Paterson had found that his MP’s salary of £80,000 plus per annum was insufficient and had arranged an additional £100,000 a year consultancy to help him make ends meet.
There were shouts of sleaze but after brazening it out, Paterson stood down thus causing a by-election. However, when the architect of the successful Liberal Democrat campaign was interviewed after the new MP was announced, the surprising revelation was that sleaze was not a major factor in the electoral upset.
Hidden among concerns on the state of the health service and poor communications, one of the issues that was important to voters in the largely rural constituency of North Shropshire was the damage that is likely to happen to the farming industry, as a result of the UK’s headlong dash for trade deals. The survey and the by-election came before last week’s revelation that the trade deal with Australia alone would take more than £10 million away from farming.
Small wonder that farmers in that rural constituency expressed the view that they had been lied to in the 2019 election.
Now that is noteworthy that farming policies played a significant role in the by-election tsuami as it is seldom that a problem facing the farming industry is sufficiently significant on the wider political stage. This reality occurring despite the best efforts of the farming Unions north and south of the Border to raise farming issues at every opportunity.
Earlier in December, the Scottish NFU highlighted a number of issues that remained unresolved following the Brexit split from Europe. Topping the list was the continuing sore brought about by a shortage of labour.
For many non-politicians there is a simple solution to there being a shortage of workers in abattoirs or in harvesting vegetable crops and that is to allow more workers into this country on a temporary basis.
But for politicians who may have been busy organizing their Christmas parties, or work gatherings as they are known by our elected representatives, this would break the spirit of Brexit and should not be allowed.
Jonnie Hall, the Scottish NFU head of policy, said that leaving the EU and the Single Market had created production, harvesting and supply chain issues across many sectors because of permanent and seasonal labour constraints.
He added there were meat sector processing challenges around staffing levels and said these were felt most acutely by those in the pork industry.

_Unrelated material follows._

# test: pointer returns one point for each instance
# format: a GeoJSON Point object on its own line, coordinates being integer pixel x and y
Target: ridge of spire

Hall then confirmed the pain brought about by there not being sufficient workers was being felt across the farming spectrum. “For the dairy, pig and poultry sectors, finding permanent staff has become increasingly difficult following our departure from Europe.”
The Christmas/New Year time has traditionally been used by farmers to refine their plans for the coming year but this year many have already made decisions to cut their production back with so much uncertainty around.
As the year progresses expect to see fields left fallow, pig fattening sheds lying empty and polytunnels taken out of production.
The net result of this shrinkage in output is a reduction in the level of food exports from this country. The Food and Drink Federation released figures last week highlighting the fact that in the first nine months of this year, food exports were down by £2.7 billion, some 15.9 per cent down.
The loss of business in important markets such as Germany, which is down by 44.5 per cent, illustrates the current situation. Exports to Italy are down by 43.5 per cent with Spain down 50.6 per cent while UK exports to Ireland, the UK’s biggest overseas market, have fallen by more than a quarter since 2019. This drop in trade across the Irish Sea represents almost nearly £0.75bn in sales.
The farming industry is shrinking day by day.
So far, the politicians are turning a blind eye to the growing problem and appear to be more interested in partying.
But the lessons of North Shropshire by-election are clear and could be repeated in order to give the aforementioned politicos a good skelping in the ballot box.
Politicians have long professed their support for farming, underlining its key role in society, but the time has come for a long and hard look at reality.